Edit: The select("distinct..") has to go before the uniq statement.

karianneberg
  • 329
  • 4
  • 17
  • I believe this is what you're looking for: http://stackoverflow.com/questions/9658881/rails-select-unique-values-from-a-column – Lucas Moulin Mar 06 '16 at 13:57
  • No, I1m not. That question asks why models with one field are not equal. I want to know why I get an invalid query from combining plain `uniq` with `select("distinct...")`, and how I can fix it. – karianneberg Mar 06 '16 at 14:03

2 Answers2

1

uniq already uses DISTINCT. Either use uniq or select("DISTINCT"). Moreover, you should use pluck, and not map over the records and select the id.

What you really want to use is

Product.pluck(:id)

or

Product.all.ids

What's not clear to me, is why you want to use distinct. How comes an ID has duplicate values?

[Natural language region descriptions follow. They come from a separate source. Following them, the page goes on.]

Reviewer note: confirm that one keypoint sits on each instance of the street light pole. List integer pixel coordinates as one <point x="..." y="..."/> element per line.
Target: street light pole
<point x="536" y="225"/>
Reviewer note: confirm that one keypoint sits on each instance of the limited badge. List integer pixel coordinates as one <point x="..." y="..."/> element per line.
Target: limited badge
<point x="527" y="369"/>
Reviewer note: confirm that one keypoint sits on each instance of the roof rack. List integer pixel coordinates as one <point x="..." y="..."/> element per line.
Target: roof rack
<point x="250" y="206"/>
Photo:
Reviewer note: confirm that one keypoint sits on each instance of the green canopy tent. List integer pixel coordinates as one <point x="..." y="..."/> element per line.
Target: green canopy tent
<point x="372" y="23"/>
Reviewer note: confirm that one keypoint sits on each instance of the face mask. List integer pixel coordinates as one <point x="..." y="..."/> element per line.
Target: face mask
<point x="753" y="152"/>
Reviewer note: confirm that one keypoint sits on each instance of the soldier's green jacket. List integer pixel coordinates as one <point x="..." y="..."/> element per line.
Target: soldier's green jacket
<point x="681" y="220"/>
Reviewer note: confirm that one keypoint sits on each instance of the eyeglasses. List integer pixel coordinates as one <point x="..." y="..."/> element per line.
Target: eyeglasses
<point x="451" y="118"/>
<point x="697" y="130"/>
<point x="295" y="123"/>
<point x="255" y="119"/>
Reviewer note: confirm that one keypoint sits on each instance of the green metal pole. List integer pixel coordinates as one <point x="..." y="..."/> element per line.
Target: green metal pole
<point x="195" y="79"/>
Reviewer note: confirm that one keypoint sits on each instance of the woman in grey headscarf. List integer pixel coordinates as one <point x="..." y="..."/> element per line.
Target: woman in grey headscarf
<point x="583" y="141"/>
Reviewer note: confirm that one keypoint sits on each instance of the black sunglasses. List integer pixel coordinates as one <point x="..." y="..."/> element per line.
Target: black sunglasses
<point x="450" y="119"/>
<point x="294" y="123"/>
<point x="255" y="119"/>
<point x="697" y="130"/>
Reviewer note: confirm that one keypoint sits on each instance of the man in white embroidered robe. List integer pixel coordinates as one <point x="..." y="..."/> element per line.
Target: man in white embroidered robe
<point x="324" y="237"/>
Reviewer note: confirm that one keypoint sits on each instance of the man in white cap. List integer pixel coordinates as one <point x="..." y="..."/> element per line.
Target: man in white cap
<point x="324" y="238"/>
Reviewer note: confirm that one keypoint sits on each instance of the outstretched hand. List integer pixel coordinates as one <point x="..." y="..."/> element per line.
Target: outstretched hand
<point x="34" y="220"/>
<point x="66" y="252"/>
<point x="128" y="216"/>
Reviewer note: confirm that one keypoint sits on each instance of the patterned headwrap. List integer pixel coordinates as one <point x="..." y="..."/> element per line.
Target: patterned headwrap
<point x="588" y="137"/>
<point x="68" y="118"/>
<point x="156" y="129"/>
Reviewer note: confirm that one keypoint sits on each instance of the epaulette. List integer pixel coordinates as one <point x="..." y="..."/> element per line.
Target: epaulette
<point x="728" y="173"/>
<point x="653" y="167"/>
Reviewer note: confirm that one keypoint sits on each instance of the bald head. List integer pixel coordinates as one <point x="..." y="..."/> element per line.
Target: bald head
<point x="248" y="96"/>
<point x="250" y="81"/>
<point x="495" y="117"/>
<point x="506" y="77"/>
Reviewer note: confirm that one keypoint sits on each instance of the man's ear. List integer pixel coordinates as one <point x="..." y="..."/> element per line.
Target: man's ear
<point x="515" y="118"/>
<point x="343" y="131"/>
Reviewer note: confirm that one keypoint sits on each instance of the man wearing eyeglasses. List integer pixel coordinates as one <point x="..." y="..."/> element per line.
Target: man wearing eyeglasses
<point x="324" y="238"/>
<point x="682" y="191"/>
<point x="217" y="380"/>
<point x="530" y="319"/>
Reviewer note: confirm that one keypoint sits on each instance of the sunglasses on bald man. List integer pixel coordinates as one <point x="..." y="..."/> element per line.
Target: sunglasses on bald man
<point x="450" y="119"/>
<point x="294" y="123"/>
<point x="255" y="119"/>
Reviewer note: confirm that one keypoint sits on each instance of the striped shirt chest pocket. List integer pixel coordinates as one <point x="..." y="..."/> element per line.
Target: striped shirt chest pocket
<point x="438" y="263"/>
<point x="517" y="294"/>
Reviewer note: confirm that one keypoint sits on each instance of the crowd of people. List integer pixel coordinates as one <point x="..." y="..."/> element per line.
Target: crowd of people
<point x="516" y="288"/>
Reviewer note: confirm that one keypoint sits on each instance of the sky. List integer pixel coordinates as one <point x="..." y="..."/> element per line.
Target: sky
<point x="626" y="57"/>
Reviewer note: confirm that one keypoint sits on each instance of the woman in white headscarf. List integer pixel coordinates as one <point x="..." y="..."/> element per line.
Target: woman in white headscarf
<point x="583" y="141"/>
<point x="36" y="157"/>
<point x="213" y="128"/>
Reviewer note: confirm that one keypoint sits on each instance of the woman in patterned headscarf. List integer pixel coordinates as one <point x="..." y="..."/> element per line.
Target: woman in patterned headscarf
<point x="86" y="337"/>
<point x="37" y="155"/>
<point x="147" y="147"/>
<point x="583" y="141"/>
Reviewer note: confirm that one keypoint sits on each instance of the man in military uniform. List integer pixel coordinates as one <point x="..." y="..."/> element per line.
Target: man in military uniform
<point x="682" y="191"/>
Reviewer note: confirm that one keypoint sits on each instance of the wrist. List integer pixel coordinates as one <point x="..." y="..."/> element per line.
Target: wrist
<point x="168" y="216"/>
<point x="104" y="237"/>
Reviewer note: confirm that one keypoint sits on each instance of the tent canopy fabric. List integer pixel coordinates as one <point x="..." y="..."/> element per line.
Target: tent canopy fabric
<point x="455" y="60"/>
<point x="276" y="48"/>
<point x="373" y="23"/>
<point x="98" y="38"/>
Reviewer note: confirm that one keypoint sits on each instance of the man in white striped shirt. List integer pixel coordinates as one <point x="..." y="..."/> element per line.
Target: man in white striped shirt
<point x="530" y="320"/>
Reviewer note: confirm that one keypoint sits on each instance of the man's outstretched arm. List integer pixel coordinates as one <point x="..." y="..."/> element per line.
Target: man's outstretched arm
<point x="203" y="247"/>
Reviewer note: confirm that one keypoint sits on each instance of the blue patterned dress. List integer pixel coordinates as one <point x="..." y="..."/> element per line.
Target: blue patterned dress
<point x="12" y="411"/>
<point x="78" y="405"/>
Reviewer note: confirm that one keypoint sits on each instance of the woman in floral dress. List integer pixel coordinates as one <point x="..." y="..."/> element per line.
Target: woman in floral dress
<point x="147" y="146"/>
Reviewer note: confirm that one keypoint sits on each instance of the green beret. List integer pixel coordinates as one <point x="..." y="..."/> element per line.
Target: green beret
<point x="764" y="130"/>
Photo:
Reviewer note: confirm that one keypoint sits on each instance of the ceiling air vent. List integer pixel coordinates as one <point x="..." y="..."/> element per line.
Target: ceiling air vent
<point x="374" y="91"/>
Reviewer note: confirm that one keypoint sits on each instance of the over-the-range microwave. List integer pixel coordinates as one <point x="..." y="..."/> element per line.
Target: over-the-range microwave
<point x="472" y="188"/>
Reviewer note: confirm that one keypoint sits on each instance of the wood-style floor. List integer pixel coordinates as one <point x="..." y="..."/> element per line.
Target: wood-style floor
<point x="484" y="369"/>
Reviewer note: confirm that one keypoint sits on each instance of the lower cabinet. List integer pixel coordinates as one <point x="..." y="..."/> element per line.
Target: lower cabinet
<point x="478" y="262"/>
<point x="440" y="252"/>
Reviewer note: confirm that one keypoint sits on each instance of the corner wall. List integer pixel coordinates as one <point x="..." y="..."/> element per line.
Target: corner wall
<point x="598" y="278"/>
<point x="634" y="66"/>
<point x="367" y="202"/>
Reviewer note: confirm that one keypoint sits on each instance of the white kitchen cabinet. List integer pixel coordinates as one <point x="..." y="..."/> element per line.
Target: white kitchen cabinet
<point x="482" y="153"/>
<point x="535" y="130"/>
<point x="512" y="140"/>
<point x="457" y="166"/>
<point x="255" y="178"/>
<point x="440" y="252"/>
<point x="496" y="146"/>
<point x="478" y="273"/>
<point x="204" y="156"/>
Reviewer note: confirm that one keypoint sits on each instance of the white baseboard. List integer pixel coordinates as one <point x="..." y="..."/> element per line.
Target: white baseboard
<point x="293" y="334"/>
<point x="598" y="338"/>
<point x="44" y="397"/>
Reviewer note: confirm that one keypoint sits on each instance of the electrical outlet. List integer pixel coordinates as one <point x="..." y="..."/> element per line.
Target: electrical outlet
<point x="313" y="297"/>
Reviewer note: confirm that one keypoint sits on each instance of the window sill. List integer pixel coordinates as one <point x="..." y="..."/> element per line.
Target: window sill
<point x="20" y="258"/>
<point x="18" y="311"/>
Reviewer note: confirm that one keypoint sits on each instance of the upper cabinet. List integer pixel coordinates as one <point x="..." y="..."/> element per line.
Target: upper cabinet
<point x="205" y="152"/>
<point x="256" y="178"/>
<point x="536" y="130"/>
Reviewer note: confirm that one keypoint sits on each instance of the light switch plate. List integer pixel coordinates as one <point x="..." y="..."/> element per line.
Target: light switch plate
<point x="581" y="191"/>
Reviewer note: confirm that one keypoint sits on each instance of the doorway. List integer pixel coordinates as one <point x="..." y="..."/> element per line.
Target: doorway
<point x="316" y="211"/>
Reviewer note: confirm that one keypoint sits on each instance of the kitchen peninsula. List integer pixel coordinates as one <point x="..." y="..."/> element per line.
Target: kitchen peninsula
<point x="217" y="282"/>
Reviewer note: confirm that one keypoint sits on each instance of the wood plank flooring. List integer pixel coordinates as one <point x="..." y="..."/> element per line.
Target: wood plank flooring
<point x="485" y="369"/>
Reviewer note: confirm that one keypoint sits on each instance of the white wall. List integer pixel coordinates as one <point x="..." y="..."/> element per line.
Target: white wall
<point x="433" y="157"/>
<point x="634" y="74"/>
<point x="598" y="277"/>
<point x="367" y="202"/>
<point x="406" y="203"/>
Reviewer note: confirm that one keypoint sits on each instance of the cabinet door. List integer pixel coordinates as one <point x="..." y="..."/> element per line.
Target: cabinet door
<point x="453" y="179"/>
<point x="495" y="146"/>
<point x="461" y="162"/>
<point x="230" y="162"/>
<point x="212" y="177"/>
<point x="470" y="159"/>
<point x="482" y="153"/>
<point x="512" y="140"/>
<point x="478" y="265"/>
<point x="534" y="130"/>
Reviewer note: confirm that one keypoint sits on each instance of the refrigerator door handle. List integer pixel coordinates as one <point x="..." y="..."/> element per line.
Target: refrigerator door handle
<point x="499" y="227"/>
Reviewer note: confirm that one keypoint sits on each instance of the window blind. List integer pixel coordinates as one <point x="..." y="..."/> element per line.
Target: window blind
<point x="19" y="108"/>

If the field is different than an id, simply use

Product.select("DISTINCT(field)").map(&:field)

or even better

Product.uniq.pluck(:field)

Hence in your case

Product.uniq.pluck(:id)
# => SELECT DISTINCT "products"."id" FROM "products"
Simone Carletti
  • 173,507
  • 49
  • 363
  • 364
  • This is a very simplified example in order to make it easier to understand. My real queries are much more advanced, and they are being built up over several lines of code and using scopes from other models. I know that `uniq` adds the `DISTINCT` sql keyword, but I have no way of knowing if one of the scopes added have already used the `uniq` statement or not. – karianneberg Mar 06 '16 at 14:06
  • Then do not oversimplify your example, otherwise we won't be able to provide an accurate answer. – Simone Carletti Mar 06 '16 at 14:14
0

You can use uniq(false) to disable a previously used uniq scope. So your example would go like this:

scope = Product.all.uniq
scope.uniq(false).select("distinct id").map(&:id)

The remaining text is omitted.